Ciò non significa che esistesse necessariamente un piano imminente per colpire indistintamente l’intera Europa, ma dimostra che le autorità hanno raccolto elementi ritenuti sufficienti per contestare la preparazione di depositi di armi e capacità operative destinate a possibili attentati contro obiettivi israeliani ed ebraici presenti nel continente.


Conclusione

Le indagini condotte dalla Procura Federale tedesca, dai servizi di intelligence austriaci e da altre autorità europee descrivono un quadro di crescente preoccupazione: Hamas avrebbe costruito negli anni una rete logistica internazionale composta da depositi di armi, militanti e canali di approvvigionamento distribuiti in vari Paesi europei.

Alcune ricostruzioni giornalistiche, come quella della Neue Zürcher Zeitung, ipotizzano che tale rete fosse destinata a sostenere un’offensiva coordinata su larga scala.
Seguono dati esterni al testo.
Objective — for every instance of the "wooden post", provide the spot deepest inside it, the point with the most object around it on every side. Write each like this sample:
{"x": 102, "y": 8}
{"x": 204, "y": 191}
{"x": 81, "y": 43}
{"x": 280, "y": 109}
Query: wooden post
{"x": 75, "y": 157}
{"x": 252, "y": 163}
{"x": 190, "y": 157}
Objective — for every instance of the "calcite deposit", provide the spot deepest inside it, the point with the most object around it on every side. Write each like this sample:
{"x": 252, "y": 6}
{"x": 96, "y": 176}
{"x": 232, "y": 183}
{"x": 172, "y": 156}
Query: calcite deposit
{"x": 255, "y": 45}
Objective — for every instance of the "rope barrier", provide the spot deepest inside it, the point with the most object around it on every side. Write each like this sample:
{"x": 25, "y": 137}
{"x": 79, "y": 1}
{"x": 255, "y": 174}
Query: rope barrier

Questa interpretazione, tuttavia, va distinta dai fatti già contestati in sede giudiziaria, che riguardano principalmente la predisposizione di arsenali e la preparazione di possibili attacchi contro obiettivi israeliani ed ebraici in Europa.

In ogni caso, le inchieste confermano che la minaccia terroristica di matrice jihadista continua a rappresentare una priorità per le agenzie di sicurezza europee, le quali hanno intensificato la cooperazione internazionale proprio per individuare e neutralizzare queste reti prima che possano essere attivate.

Fonti

  • Neue Zürcher Zeitung – Inchiesta sul network europeo di Hamas.
  • Associated Press – Processo ai quattro presunti membri di Hamas in Germania.
  • Euronews – Processo ai membri di Hamas accusati di creare depositi di armi in Europa.
  • Associated Press – Ritrovamento dell’arsenale a Vienna collegato a Hamas.
  • Euronews – Scoperta del deposito di armi in Austria.
  • Reuters – Processo di Berlino sui depositi di armi di Hamas in Europa.